Munro has a fearsome reputation when it comes to the limited-overs format and the fact that he hit a 56-ball ton against Bangladesh in January extenuates that fear factor.
The 30-year-old opening batsman had to take a backseat as partner Martin Guptill went about attacking the Indian bowling attack in the initial overs.
Munro would not miss out on the action for too long and once he got going, there would be no respite for the bowlers.
The left-hander displayed the brute force in his bottom-hand as he muscled away the white ball beyond the boundary ropes at will.
Munro hit seven massive sixes and the same amount of boundaries as brought up his second T20I ton in only 54 deliveries, bettering his 56-ball century against Bangladesh.
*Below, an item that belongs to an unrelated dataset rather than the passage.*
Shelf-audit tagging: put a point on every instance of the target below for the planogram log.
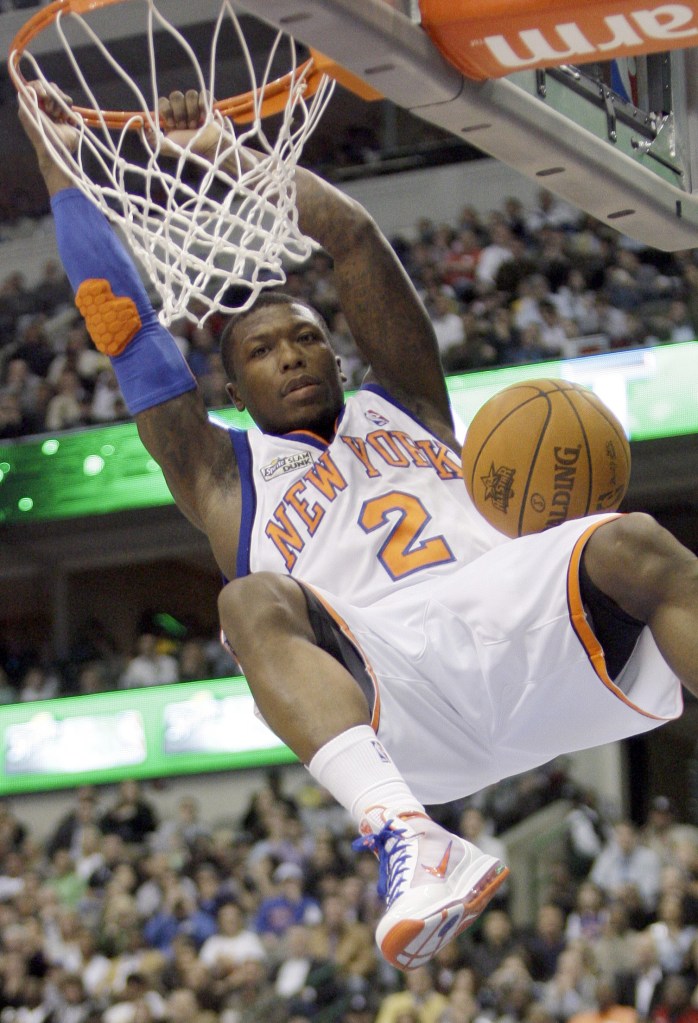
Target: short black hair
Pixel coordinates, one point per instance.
(263, 300)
He stayed unbeaten to carry his bat in impressive fashion with a 58-ball 109.
— ICC (@ICC) November 4, 2017
With a huge total of 196 to defend, New Zealand would have gone into the break feeling pretty confident but with India’s batting remaining its forte, nothing could be taken for granted by Williamson’s men.
Boult started off the India tour with a bang with impressive performances in the opening two ODI matches but has since then gone off the boil a fair bit after having his worst ODI and T20I outings.
He reminded us why he is the Black Caps’ greatest threat with the ball when he removed Shikhar Dhawan and Rohit Sharma in his very first over.
The left-arm pacer castled Dhawan’s middle-stump with an in-swinging delivery with only his second ball and then got the prize wicket of Sharma with the final delivery of the over.
The Indian vice-captain was caught behind after attempting to glide Boult’s delivery down to third-man. With the hosts reduced to 2-11 inside two overs, it would only take a Herculean effort to chase down 197. In the end, Boult’s first over might very well have extinguished India’s hopes.
— BLACKCAPS (@BLACKCAPS) November 4, 2017
Siraj had been handed his maiden India cap following impressive showings in the Ranji Trophy, IPL and with India A.
Given a spot in the starting XI on Saturday following Ashish Nehra’s retirement, Siraj had a baptism with fire in Rajkot as New Zealand’s batsmen made merry.
Given the new ball responsibility by Kohli, the 23-year-old pacer was given the coldest of welcomes to international cricket by Martin Guptill who took two boundaries off his very first over.
Siraj was taken out of the attack and brought back after the Power Play but had to contend with a well set Munro who tonked two huge sixes in his second over.
The Hyderabad-born pacer ultimately did get his maiden international wicket in the form of Williamson but ultimately finished with figures of 1-53 off his four overs.
Most runs conceded on T20I debut by an Indian:
57 – Joginder Sharma, 2007
53 – MOHAMMED SIRAJ, Today
52 – Ashish Nehra, 2009#INDvNZ
— Sampath Bandarupalli (@SampathStats) November 4, 2017
After New Zealand’s openers had got the tourists off to a flier, the responsibility of stemming the flow of runs fell to India’s spin-attack of Yuzvendra Chahal and Axar Patel.
Chahal was brought on by Kohli in the fifth over of the batting power play and was welcomed to the crease with two huge sixes and a boundary by Guptill’s bat.
Patel on the other hand started well, going for only four runs in his first over, but once Munro got set, India’s spinners were taken to the cleaners.
Chahal was surprisingly willing to give the ball a lot of air on a flat pitch and got the treatment his deliveries deserved while Patel was blown away by Munro’s extraordinary power.
While Chahal improved as the game wore on, Patel only got worse and so expensive had been India’s spinners that Kohli elected not to bowl them out.
Overall, 75 runs were collected from the seven overs bowled between the pair, in stark contrast to the Kiwi spinners who bowled with much more control and potency.